› Por Simon Reynolds
Fun House es, sin competidores, el álbum de rock’n’roll más grande de todos los tiempos. Y su precuela, The Stooges, es el temblor antes del terremoto total. Desde el debut de 1969, “I Wanna Be Your Dog” y “No Fun” son los justos himnos, pero “Real Cool Time” y “Not Right” son, si cabe, todavía más incendiarios. Las lenguas de fuego wah-wah de Ron Asheton, el bajo furtivo y de costado de Dave Alexander, la batería constante de Scott Asheton, todo se conjura formando una presencia orgánica, monstruosa. Los Stooges nunca se sueltan, destrozan o flagelan –lo que muchos idiotas de hoy confunden con la intensidad– sino que conservan toda su energía fatal en reserva, depresiva y recalentada.
The Stooges es un disco fantástico, pero incluso sus mejores canciones parecen borradores de Fun House (1970), cuando la banda se desprende de la producción un poco disecada de John Cale y se ponen a rockear. Desde el comienzo, con “Down On The Street” también está claro que la banda ha aprendido a tocar y que han dado el salto del ritmo demasiado duro a la Troggs hacia un punk-funk juve & roll tan flexible, tan serpenteante y con swing que uno tiene que bailar. Fun House es proto punk y proto metal, pero también, de una manera extraña e imposible de analizar, es jazz, incluso cuando Steve McKay no está soplando libremente su saxo.
“Loose” eleva la penetración a una especie de principio existencial. Iggy se vanagloria: “La encajo bien adentro/ porque estoy suelto”; está desatado, una bomba inteligente que se hizo la rata. “TV Eye” arranca con posiblemente el riff más apocalíptico jamás grabado, después desciende a otro plano de maldad primal, la canción reculando como una cobra mientras Iggy arranca un enredo chupaciclones y respiros guturales y ventosos. “Side One” refleja la dinámica sexual del varón (excitación, penetración, climax), con “Dirt” como una consecuencia poscoito: un ritmo escalofriante hasta la médula sobre el que Asheton derrama acordes plateados, tan tormentosos que dejan todo limpio, como “Gimme Shelter”. Iggy es una brillante brasa de su ex infierno, como un Sinatra que eructa su filosofía de educación a través de la abyección: “Estuve sucio pero no me importa porque estoy aprendiendo”. Las canciones de Fun House no son rápidas, pero suenan a tope, todo afuera, como un cuerpo tratando de atravesar una membrana viscosa y resistente. Que es exactamente lo que Iggy es: cada chico tratando de desprenderse de su ambiente sofocante, y que quiere, como el Motociclista de Brando en El salvaje, “solamente irse”. No importa adónde. En The Stooges cierto tipo de energía masculina encuentra su forma de expresión última. Mucho antes de que empezara a usar un imaginario militar en Raw Power, Iggy Pop se trataba de la balística –se trataba de la ignición, del disparo y el impacto explosivo. Iggy estaba en el viaje del varón guerrero, con todos sus peligros de pasarse del romanticismo al fascismo. La postura está a mitad de camino entre Nietzsche y Beavis & Butthead: “Estoy aburrido/ Vamos a arder”, la delincuencia juvenil convirtiéndose en una guerra contra el mundo, rock de combate sin enemigos u objetivos. Iggy quería convertirse en pura velocidad intransitiva, irse en una llamarada de gloria abstracta, quemarse vivo. Y a veces sólo desvanecerse, como en la entropía de “We Will Fall” (con sus cantos-mantra y sus raga drones, como diez segundos de “The End” de The Doors loopeados para la eternidad), o en la laguna de laxitud que es “Ann” (donde Iggy se ahoga en los ojos de su amante).
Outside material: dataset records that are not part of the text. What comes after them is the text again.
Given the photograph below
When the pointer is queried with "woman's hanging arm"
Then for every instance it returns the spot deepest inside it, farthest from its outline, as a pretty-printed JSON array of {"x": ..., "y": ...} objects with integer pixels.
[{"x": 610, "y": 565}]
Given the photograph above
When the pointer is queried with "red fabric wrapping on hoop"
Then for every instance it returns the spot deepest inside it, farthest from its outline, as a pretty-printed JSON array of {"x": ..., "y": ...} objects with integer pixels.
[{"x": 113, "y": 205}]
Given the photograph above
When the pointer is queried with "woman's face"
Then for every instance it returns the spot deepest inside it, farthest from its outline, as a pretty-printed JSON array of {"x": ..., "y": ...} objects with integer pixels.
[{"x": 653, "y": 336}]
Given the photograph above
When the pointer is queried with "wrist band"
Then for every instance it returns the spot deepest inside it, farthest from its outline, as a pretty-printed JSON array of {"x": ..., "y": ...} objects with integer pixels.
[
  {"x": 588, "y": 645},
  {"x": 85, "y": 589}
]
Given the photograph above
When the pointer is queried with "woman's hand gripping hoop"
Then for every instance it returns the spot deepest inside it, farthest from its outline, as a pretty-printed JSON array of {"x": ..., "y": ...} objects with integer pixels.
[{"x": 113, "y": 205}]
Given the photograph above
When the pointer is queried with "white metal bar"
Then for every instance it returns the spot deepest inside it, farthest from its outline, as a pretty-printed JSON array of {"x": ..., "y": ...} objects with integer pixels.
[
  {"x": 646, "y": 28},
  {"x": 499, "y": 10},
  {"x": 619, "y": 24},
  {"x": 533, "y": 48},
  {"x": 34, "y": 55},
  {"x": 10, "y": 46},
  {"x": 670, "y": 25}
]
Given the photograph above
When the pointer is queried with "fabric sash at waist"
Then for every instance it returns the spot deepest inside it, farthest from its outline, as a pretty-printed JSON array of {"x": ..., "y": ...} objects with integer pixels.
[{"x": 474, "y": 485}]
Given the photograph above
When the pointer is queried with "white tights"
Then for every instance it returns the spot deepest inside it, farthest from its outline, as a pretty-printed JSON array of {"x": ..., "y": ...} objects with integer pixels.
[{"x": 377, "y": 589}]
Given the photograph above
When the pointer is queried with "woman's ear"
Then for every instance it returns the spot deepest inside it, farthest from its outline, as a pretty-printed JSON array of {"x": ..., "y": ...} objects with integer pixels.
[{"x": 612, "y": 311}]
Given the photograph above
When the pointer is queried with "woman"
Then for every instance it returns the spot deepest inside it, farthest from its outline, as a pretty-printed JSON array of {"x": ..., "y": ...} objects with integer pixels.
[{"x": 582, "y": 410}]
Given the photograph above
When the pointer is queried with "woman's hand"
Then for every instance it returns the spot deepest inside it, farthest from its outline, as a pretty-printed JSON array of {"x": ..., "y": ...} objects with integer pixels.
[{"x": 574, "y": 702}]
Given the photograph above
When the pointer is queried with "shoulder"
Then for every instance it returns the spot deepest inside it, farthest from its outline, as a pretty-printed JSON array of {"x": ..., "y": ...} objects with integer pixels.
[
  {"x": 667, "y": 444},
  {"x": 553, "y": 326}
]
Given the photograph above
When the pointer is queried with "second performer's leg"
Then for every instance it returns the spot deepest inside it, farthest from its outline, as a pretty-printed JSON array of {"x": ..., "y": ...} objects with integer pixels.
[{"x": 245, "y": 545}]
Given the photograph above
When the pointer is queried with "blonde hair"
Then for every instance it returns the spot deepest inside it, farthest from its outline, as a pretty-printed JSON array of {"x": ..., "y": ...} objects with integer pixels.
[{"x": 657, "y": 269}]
Podría desenrollar el papiro de los ilustres que están en deuda –los Pistols, Birthday Party, Radio Birdman, Black Flag, Young Gods, Loop/Spacemen 3, incluso Nirvana–, pero los Stooges no merecen nuestro respeto como monumento de nuestra herencia colectiva, requieren inmersión total. Esto es una cosa de ahora –es 1969/1970– y ahora Iggy & compañía están más vivos de lo que yo y ustedes vamos a estarlo nunca.
Simon Reynolds es uno de los críticos de rock y música electrónica más importantes del mundo. Y éste es el texto que escribió sobre Fun House, el gran disco de los Stooges; y sirve como homenaje a Ron Asheton, su guitarrista, que murió la semana pasada a los 60 años en su casa de Ann Arbour, Michigan, la misma en la que vivía cuando se grabó este extraordinario disco.